RAM reaffirms ratings for Menara ABS sukuks

KUALA LUMPUR: RAM Ratings has reaffirmed the respective AAA, AA2, A1, A2 and AAA ratings of Menara ABS Bhd’s Tranche A1, Tranche A2, Tranche A3, Tranche A4 (Tranche A Sukuk) and Tranche B Sukuk Ijarah.

The rating of Tranche B Sukuk carries a “stable” outlook while the outlook on ratings of Tranche A Sukuk has been revised to “negative” from “stable”.

In a statement, RAM Ratings said Menara ABS was a trust-owned, special-purpose vehicle incorporated solely for the sale-and-leaseback transaction involving four properties – Menara TM, Menara Celcom, TM Taman Desa and TM Cyberjaya – previously owned by Telekom Malaysia Bhd (TM).

Profit payments on the Tranche A Sukuk are covered by lease payments from TM while the principal redemption will be met via proceeds from either refinancing, repurchase by TM or disposal of the properties in the open market.

Meanwhile, the principal redemption and profit payments on the Tranche B Sukuk are met by the lease payments from TM, whose credit profile therefore underpins this tranche’s rating and outlook.
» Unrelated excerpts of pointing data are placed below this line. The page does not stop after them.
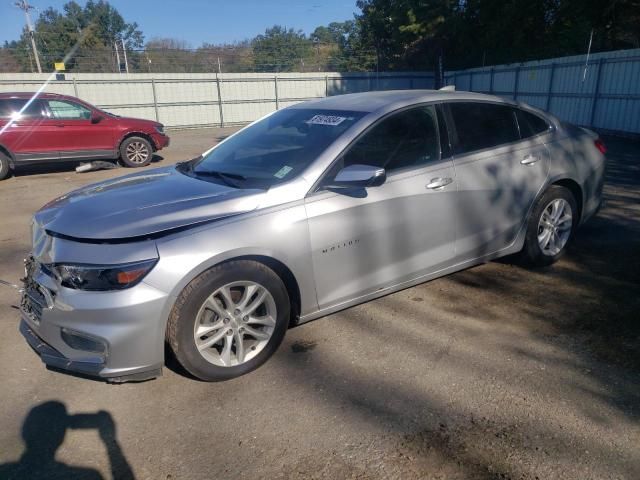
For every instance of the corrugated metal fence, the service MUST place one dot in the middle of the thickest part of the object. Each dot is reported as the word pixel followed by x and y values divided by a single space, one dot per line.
pixel 607 98
pixel 199 100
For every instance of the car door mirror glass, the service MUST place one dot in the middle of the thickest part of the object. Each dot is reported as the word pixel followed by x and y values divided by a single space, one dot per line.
pixel 358 176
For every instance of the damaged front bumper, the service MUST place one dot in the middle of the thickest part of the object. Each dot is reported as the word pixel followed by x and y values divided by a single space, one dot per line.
pixel 117 336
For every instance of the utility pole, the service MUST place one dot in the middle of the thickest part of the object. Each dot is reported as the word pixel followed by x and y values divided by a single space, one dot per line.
pixel 23 5
pixel 124 50
pixel 115 44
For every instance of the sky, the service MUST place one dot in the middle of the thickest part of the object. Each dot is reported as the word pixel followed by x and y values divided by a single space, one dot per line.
pixel 198 21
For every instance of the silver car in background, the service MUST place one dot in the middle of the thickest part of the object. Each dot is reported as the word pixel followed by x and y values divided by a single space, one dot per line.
pixel 310 210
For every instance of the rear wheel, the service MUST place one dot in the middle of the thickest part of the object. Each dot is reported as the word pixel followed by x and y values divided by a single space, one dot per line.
pixel 229 320
pixel 551 226
pixel 136 152
pixel 4 166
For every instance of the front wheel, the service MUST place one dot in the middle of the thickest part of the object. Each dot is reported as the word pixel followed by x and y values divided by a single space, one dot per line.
pixel 136 152
pixel 229 320
pixel 553 220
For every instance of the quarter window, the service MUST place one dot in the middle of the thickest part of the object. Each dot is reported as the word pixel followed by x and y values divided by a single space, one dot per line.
pixel 407 139
pixel 483 125
pixel 68 110
pixel 10 108
pixel 530 124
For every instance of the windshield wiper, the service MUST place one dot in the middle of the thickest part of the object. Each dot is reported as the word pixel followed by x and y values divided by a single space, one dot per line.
pixel 227 178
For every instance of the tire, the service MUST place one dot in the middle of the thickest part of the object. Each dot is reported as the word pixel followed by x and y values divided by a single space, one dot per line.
pixel 5 169
pixel 204 336
pixel 545 244
pixel 136 152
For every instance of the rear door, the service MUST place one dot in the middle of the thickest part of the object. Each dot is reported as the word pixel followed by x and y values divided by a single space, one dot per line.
pixel 499 175
pixel 27 131
pixel 79 137
pixel 369 239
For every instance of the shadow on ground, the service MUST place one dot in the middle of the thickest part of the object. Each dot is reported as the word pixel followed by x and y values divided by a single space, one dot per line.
pixel 43 432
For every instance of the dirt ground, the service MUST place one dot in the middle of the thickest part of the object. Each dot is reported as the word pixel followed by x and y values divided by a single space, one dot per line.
pixel 496 372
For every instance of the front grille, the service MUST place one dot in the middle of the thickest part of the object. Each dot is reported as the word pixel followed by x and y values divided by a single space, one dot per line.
pixel 33 301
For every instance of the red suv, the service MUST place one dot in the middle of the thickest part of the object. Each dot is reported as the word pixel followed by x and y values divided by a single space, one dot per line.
pixel 49 127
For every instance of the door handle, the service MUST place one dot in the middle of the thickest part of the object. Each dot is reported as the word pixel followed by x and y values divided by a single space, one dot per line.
pixel 529 159
pixel 438 183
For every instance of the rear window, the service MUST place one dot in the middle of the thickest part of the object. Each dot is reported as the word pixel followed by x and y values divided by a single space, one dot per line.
pixel 11 107
pixel 530 124
pixel 483 125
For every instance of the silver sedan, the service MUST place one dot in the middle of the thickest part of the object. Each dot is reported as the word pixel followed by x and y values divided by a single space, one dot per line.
pixel 307 211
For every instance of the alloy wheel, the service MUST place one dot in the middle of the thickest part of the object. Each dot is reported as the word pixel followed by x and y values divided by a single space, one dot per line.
pixel 235 323
pixel 554 227
pixel 137 152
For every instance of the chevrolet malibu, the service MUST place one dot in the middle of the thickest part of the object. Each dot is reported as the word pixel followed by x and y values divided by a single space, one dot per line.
pixel 307 211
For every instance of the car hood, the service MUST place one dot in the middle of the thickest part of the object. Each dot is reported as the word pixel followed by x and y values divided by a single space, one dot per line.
pixel 143 204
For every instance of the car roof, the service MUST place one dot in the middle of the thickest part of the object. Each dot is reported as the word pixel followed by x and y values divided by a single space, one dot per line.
pixel 388 99
pixel 23 95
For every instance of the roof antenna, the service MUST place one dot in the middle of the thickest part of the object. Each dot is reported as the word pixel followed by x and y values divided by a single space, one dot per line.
pixel 586 63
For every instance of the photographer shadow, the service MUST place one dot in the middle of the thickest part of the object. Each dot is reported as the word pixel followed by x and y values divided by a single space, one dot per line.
pixel 43 432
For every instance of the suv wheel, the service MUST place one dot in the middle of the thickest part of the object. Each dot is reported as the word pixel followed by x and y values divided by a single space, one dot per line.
pixel 4 166
pixel 136 152
pixel 229 320
pixel 551 225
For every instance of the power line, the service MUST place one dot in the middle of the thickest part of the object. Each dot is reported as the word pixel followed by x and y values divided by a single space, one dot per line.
pixel 24 5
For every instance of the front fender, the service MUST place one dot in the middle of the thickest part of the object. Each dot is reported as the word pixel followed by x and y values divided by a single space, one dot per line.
pixel 281 235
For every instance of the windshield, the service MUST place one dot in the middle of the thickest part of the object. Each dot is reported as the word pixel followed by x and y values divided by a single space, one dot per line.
pixel 275 149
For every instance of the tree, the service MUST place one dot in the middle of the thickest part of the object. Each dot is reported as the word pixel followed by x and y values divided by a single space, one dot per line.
pixel 280 49
pixel 83 36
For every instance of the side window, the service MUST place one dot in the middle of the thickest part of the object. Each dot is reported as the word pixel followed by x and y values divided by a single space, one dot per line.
pixel 483 125
pixel 68 111
pixel 445 141
pixel 530 124
pixel 10 108
pixel 407 139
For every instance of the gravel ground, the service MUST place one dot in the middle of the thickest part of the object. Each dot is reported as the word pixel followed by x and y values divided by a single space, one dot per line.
pixel 493 372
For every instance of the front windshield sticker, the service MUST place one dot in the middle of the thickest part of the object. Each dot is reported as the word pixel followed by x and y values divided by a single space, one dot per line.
pixel 283 171
pixel 330 120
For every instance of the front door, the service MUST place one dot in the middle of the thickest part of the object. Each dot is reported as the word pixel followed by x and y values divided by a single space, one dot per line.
pixel 366 240
pixel 27 131
pixel 78 136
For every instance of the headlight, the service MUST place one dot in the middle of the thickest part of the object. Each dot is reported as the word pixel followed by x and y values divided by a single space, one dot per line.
pixel 101 277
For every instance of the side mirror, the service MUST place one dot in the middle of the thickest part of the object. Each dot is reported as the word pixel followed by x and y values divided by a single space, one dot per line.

“The reaffirmation of the Tranche A Sukuk’s ratings is premised on the properties’ adjusted valuation of RM657mil, the resultant cumulative loan-to-value ratios and stressed debt service coverage levels that remain in line with their respective ratings.
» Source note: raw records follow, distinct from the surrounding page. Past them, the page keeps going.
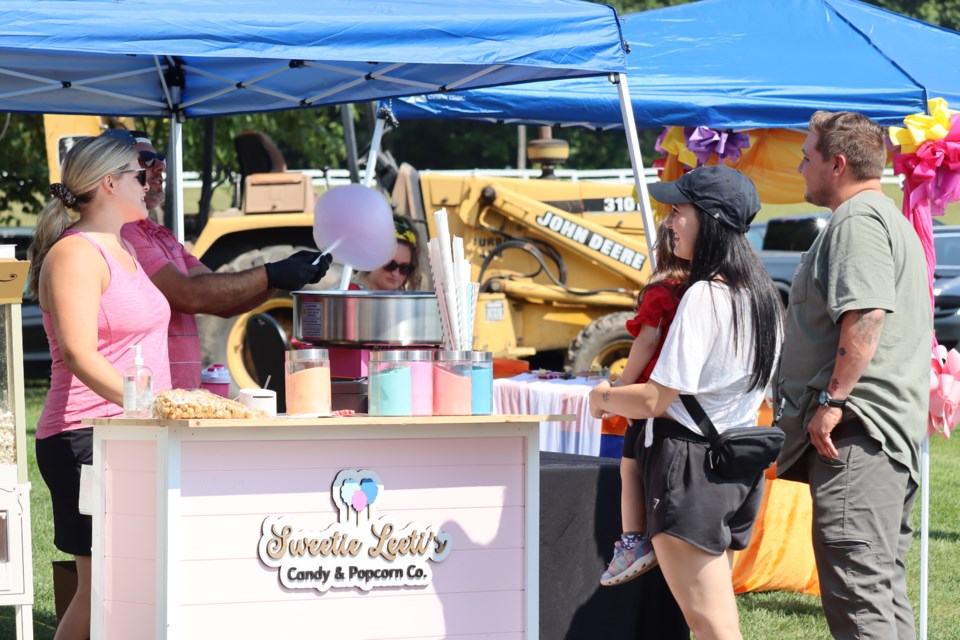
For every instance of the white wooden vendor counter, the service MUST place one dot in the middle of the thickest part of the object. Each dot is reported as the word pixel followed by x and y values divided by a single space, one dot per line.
pixel 340 528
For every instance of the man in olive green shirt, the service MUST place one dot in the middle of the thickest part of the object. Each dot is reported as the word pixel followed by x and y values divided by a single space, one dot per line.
pixel 853 384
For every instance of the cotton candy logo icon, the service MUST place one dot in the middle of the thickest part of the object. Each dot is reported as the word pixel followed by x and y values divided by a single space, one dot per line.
pixel 355 490
pixel 944 391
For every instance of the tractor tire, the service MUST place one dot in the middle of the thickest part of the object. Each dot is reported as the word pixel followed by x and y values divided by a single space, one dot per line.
pixel 220 338
pixel 605 342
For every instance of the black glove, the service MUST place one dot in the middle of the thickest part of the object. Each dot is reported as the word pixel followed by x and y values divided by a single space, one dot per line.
pixel 297 271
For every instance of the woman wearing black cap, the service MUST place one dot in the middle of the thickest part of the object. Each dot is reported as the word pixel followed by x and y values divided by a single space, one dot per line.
pixel 721 349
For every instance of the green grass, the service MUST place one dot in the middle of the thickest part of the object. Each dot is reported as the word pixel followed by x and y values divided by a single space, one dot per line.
pixel 41 522
pixel 780 615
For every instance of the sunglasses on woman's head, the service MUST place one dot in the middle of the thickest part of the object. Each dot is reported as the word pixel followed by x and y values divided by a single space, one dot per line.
pixel 141 175
pixel 149 158
pixel 405 269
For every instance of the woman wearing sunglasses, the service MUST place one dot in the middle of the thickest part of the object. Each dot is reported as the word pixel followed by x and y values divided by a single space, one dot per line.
pixel 97 303
pixel 402 272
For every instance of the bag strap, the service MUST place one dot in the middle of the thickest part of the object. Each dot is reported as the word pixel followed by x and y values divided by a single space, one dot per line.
pixel 692 405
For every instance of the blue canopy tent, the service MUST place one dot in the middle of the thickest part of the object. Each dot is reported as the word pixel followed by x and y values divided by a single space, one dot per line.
pixel 193 58
pixel 739 64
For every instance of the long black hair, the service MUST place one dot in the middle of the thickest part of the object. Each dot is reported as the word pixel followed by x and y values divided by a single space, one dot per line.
pixel 724 254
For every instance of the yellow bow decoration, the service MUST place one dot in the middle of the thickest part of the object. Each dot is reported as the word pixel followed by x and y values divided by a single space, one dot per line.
pixel 921 127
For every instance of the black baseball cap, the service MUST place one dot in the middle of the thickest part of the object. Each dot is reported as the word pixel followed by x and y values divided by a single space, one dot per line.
pixel 720 191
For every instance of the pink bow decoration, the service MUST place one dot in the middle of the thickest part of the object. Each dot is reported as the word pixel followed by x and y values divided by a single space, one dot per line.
pixel 944 391
pixel 932 173
pixel 705 142
pixel 929 160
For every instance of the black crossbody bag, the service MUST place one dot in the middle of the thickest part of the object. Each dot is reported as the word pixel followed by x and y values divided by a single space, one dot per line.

“The ratings also take into account the minimal counterparty risk, given TM’s role as the master lessee in the 15-year Master Ijarah agreement with Menara ABS.
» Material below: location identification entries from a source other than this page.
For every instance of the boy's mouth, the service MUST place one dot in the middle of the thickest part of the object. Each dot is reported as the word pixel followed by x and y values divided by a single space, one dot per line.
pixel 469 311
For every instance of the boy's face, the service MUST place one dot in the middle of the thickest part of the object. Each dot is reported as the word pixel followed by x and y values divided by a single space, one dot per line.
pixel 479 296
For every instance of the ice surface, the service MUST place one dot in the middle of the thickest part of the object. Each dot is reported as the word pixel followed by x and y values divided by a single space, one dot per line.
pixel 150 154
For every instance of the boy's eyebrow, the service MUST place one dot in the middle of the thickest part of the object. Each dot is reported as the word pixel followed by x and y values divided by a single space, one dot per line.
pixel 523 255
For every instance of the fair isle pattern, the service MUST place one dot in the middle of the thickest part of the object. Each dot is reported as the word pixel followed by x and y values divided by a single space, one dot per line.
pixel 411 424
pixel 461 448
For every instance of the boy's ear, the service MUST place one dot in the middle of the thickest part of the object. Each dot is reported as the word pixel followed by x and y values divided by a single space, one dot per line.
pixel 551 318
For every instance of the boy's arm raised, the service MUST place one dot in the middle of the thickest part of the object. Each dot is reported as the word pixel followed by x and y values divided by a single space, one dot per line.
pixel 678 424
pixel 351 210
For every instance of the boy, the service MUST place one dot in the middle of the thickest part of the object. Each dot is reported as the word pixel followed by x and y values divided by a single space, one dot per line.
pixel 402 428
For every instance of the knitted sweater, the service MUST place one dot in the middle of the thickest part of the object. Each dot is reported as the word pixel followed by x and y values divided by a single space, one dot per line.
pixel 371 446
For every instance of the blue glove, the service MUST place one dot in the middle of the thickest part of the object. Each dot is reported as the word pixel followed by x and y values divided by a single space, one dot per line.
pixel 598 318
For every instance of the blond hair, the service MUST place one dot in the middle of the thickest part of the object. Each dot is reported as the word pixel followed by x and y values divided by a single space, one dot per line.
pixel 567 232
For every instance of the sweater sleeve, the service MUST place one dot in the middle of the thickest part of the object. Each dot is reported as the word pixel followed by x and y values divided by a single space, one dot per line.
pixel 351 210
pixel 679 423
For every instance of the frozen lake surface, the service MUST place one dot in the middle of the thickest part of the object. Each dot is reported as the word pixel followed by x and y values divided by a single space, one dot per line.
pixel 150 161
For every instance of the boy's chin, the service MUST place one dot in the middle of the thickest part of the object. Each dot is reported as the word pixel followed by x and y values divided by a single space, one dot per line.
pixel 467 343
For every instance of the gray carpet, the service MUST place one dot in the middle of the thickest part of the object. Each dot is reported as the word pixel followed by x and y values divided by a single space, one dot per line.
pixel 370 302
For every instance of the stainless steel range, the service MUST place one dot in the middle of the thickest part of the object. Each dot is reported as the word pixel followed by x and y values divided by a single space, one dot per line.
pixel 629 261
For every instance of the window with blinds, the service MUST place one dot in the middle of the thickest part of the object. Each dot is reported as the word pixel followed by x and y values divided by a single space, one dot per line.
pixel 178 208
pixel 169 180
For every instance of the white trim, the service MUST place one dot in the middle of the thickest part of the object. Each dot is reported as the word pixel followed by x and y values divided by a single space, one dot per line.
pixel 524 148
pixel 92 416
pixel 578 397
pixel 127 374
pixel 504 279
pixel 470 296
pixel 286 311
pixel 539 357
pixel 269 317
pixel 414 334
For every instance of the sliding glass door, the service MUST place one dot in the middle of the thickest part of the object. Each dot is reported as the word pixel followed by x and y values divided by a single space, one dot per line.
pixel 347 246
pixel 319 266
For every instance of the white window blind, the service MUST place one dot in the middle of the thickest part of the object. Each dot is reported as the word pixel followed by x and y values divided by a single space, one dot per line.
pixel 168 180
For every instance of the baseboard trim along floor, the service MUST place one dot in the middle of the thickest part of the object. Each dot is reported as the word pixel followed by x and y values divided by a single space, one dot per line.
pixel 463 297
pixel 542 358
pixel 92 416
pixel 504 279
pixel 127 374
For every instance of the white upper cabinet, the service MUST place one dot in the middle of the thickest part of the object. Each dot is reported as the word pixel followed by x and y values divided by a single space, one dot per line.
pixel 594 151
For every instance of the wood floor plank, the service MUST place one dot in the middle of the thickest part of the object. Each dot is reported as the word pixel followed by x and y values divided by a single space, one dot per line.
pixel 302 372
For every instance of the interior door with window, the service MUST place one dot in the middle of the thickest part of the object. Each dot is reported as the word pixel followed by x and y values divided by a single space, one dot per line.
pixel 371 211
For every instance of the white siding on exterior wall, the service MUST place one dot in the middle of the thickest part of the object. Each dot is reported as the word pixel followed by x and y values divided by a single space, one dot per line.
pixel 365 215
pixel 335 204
“We note that TM promptly settled its RM65.39mil of lease payment obligations in December 2011,” it said.

RAM said the revision in outlook on the Tranche A Sukuk to “negative” reflected its concern over the potential weakening of the properties’ cashflow-generating ability.

This was due to the longer-than-expected time taken to fill up vacant space at Menara TM and the significant lease-renewal risk for Menara Celcom, it said.

In 2011, the properties’ net income of RM46mil stayed below the rating agency’s sustainable-cashflow assumption of RM58mil as Menara TM had taken longer than expected to regain full occupancy following its space-optimisation exercise (completed in late 2010).

“Constrained by the weak market conditions for office buildings, it is likely that TM’s net income will take longer than initially assumed to meet our sustainable-cashflow assumption.

“The transaction also faces material renewal risk posed by Menara Celcom as the tenancy of its primary tenant is expiring by end-2012.

“We therefore highlight that a reassessment of the properties’ sustainable value may be necessary if the properties continues to underperform,” RAM said.

The properties are expected to be revaluated in the first half of this year.